Anti-government protesters swarmed many state agencies and took control of Thai PBS television station.
Another group of protesters managed to break through barriers to enter the compound of the Interior Ministry.
The protesters declared Sunday 'V-Day' as they upped their ante to topple Yingluck and end her family's more than decade-long influence over Thai politics.
They accuse Yingluck of acting as a proxy for her fugitive brother and former Premier Thaksin Shinwatra who was ousted in a 2006 coup.
National police spokesman Piya Utayo said troops were being sent to a government complex occupied by protesters since Thursday and the Finance Ministry, occupied since Monday.
"We have sent forces to these places to take back government property," he said on national television.
More than 2,700 troops are being deployed to reinforce security in Bangkok, the first time a significant number of soldiers have been mobilised to deal with the unrest.
The worst violence broke out on Saturday in an area around a Bangkok stadium when students attacked pro-government 'Red Shirts' activists gathered there in support of Yingluck, who faced the biggest protests in years.
Police evacuated about 2,000 students trapped inside Ramkhamhaeng University this morning.
After the violent clashes, 'Red Shirt' activists end their rally, which had drawn tens of thousands of mostly rural poor supporters of Yingluck and her billionaire brother Thaksin against Bangkok's urban middle class and royalist elite.
Red Shirt leader Jatuporn Promphan has claimed that four government supporters were among the five victims.
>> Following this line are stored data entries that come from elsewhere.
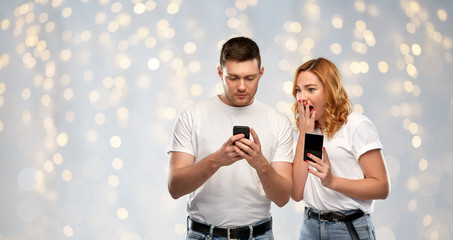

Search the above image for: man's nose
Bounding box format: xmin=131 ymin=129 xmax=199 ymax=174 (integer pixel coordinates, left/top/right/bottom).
xmin=238 ymin=79 xmax=246 ymax=90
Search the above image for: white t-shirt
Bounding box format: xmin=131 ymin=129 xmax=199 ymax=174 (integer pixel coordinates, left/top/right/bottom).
xmin=303 ymin=111 xmax=383 ymax=214
xmin=168 ymin=96 xmax=293 ymax=227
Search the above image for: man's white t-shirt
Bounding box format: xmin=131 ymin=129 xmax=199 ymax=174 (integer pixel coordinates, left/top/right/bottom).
xmin=168 ymin=96 xmax=293 ymax=227
xmin=304 ymin=111 xmax=383 ymax=214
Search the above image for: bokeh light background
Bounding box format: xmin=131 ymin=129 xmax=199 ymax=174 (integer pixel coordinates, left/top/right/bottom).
xmin=1 ymin=0 xmax=453 ymax=239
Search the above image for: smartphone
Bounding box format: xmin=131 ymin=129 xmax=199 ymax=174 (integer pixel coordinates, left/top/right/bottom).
xmin=233 ymin=126 xmax=250 ymax=145
xmin=304 ymin=132 xmax=324 ymax=162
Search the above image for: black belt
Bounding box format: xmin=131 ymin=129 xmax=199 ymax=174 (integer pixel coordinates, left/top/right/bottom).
xmin=307 ymin=208 xmax=364 ymax=240
xmin=188 ymin=217 xmax=272 ymax=239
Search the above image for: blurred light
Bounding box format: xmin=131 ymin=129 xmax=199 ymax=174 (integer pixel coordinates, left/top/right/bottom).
xmin=63 ymin=225 xmax=74 ymax=237
xmin=404 ymin=80 xmax=414 ymax=93
xmin=89 ymin=90 xmax=100 ymax=103
xmin=164 ymin=107 xmax=177 ymax=120
xmin=175 ymin=223 xmax=186 ymax=235
xmin=303 ymin=38 xmax=315 ymax=50
xmin=1 ymin=19 xmax=10 ymax=30
xmin=111 ymin=2 xmax=122 ymax=13
xmin=159 ymin=49 xmax=173 ymax=62
xmin=117 ymin=107 xmax=128 ymax=120
xmin=330 ymin=43 xmax=342 ymax=55
xmin=112 ymin=158 xmax=123 ymax=170
xmin=331 ymin=15 xmax=343 ymax=29
xmin=117 ymin=208 xmax=128 ymax=220
xmin=437 ymin=9 xmax=447 ymax=21
xmin=352 ymin=85 xmax=363 ymax=97
xmin=188 ymin=61 xmax=201 ymax=73
xmin=184 ymin=42 xmax=196 ymax=54
xmin=53 ymin=153 xmax=63 ymax=165
xmin=352 ymin=104 xmax=364 ymax=114
xmin=191 ymin=84 xmax=203 ymax=96
xmin=95 ymin=12 xmax=107 ymax=24
xmin=378 ymin=61 xmax=388 ymax=73
xmin=145 ymin=37 xmax=157 ymax=48
xmin=227 ymin=17 xmax=240 ymax=29
xmin=411 ymin=43 xmax=421 ymax=55
xmin=419 ymin=158 xmax=428 ymax=171
xmin=279 ymin=59 xmax=290 ymax=71
xmin=86 ymin=129 xmax=98 ymax=142
xmin=407 ymin=176 xmax=419 ymax=192
xmin=354 ymin=1 xmax=366 ymax=12
xmin=167 ymin=3 xmax=179 ymax=14
xmin=400 ymin=43 xmax=410 ymax=55
xmin=57 ymin=132 xmax=69 ymax=147
xmin=408 ymin=199 xmax=417 ymax=211
xmin=108 ymin=175 xmax=120 ymax=187
xmin=285 ymin=39 xmax=298 ymax=51
xmin=305 ymin=2 xmax=320 ymax=16
xmin=62 ymin=7 xmax=72 ymax=18
xmin=412 ymin=135 xmax=422 ymax=148
xmin=134 ymin=3 xmax=146 ymax=14
xmin=62 ymin=169 xmax=72 ymax=182
xmin=110 ymin=135 xmax=122 ymax=148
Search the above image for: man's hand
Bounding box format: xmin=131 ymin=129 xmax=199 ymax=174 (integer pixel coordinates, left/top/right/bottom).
xmin=233 ymin=127 xmax=268 ymax=171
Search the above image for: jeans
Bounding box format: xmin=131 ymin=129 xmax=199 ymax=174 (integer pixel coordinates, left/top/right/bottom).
xmin=299 ymin=208 xmax=376 ymax=240
xmin=186 ymin=217 xmax=274 ymax=240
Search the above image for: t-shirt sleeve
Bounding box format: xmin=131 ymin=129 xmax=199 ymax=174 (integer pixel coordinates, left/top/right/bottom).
xmin=352 ymin=118 xmax=383 ymax=160
xmin=167 ymin=109 xmax=195 ymax=156
xmin=272 ymin=114 xmax=294 ymax=163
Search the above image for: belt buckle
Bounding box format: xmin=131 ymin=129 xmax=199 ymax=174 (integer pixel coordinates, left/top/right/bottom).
xmin=227 ymin=228 xmax=238 ymax=240
xmin=318 ymin=211 xmax=329 ymax=222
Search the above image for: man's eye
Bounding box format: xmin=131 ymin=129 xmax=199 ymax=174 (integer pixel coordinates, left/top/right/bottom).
xmin=228 ymin=77 xmax=238 ymax=80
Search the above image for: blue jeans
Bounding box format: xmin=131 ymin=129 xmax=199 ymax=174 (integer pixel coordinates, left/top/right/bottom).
xmin=299 ymin=208 xmax=376 ymax=240
xmin=187 ymin=217 xmax=274 ymax=240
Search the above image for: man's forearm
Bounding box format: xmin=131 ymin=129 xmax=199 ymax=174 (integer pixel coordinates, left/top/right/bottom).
xmin=168 ymin=154 xmax=219 ymax=199
xmin=256 ymin=162 xmax=292 ymax=207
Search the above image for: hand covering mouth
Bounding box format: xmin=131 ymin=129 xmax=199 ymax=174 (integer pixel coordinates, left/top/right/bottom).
xmin=303 ymin=105 xmax=314 ymax=112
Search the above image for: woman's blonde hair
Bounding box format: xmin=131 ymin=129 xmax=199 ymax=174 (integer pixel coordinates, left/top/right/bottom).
xmin=291 ymin=58 xmax=351 ymax=138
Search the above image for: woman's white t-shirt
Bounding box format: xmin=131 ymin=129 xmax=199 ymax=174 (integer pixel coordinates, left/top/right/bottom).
xmin=303 ymin=111 xmax=383 ymax=214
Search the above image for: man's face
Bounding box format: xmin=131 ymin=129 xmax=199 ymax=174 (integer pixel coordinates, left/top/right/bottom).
xmin=217 ymin=59 xmax=263 ymax=107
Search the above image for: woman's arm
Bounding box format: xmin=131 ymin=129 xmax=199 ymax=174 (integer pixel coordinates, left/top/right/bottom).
xmin=307 ymin=148 xmax=390 ymax=200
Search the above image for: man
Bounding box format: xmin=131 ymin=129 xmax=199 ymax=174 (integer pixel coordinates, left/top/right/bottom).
xmin=167 ymin=36 xmax=293 ymax=239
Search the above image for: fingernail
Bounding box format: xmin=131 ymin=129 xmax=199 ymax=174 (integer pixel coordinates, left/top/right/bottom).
xmin=323 ymin=147 xmax=325 ymax=150
xmin=298 ymin=99 xmax=302 ymax=103
xmin=313 ymin=108 xmax=316 ymax=111
xmin=307 ymin=153 xmax=311 ymax=156
xmin=305 ymin=102 xmax=308 ymax=105
xmin=307 ymin=168 xmax=310 ymax=171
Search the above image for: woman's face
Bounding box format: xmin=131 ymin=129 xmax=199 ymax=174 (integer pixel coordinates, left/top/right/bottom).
xmin=295 ymin=71 xmax=326 ymax=126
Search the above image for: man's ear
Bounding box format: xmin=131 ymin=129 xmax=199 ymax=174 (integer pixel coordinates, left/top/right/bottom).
xmin=217 ymin=66 xmax=223 ymax=79
xmin=259 ymin=66 xmax=264 ymax=78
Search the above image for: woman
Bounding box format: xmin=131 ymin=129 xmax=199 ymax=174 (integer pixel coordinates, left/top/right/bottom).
xmin=291 ymin=58 xmax=390 ymax=240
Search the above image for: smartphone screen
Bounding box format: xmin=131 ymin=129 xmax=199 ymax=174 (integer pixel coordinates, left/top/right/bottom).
xmin=233 ymin=126 xmax=250 ymax=139
xmin=304 ymin=132 xmax=324 ymax=162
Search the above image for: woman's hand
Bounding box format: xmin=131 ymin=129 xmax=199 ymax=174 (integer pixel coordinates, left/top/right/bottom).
xmin=298 ymin=100 xmax=316 ymax=133
xmin=306 ymin=147 xmax=334 ymax=188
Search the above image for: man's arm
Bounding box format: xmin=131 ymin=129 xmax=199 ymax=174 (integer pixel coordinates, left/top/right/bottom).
xmin=168 ymin=152 xmax=219 ymax=199
xmin=256 ymin=161 xmax=292 ymax=207
xmin=234 ymin=128 xmax=292 ymax=207
xmin=168 ymin=134 xmax=246 ymax=199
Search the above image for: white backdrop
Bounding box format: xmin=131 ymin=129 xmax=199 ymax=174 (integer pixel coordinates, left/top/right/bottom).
xmin=1 ymin=0 xmax=453 ymax=239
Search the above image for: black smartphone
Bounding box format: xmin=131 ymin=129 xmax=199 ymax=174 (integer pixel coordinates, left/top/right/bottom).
xmin=233 ymin=126 xmax=250 ymax=145
xmin=304 ymin=132 xmax=324 ymax=162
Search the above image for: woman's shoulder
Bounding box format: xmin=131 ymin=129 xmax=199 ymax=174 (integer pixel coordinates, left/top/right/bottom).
xmin=344 ymin=111 xmax=376 ymax=131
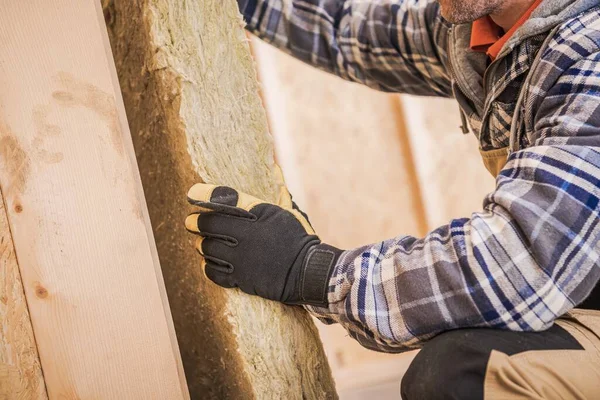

Nearly three tear gas canisters were fired at protesters at Chamai Maruchet Bridge as they were trying to march to Government House.
Satit Wongnongtaey, an anti-government protest leader, announced that protesters were moving to eight destinations, including Channel 3, Channel 5, Channel 7, MCOT and NBT.
Sakoltee called on the Thai PBS broadcast committee to provide a broadcast link to the Government Complex rally site so that the protest leaders could reach statements live.
Protests were sparked by an amnesty bill, since abandoned by the ruling Pheu Thai Party, that could have allowed the return of Thaksin, whose ouster by royalist generals in 2006 unleashed years of political unrest.
The recent turmoil is the biggest since 2010, when thousands of 'red-shirt' Thaksin supporters occupied key parts of the capital.
More than 90 people, mostly civilian protesters, died over the course of the two-month sit-in. Thaksin lives in Dubai to avoid a jail term for a corruption conviction.
Pro-Thaksin parties have won every election for more than a decade, but Yingluck has ruled out a fresh poll as a way out of the crisis.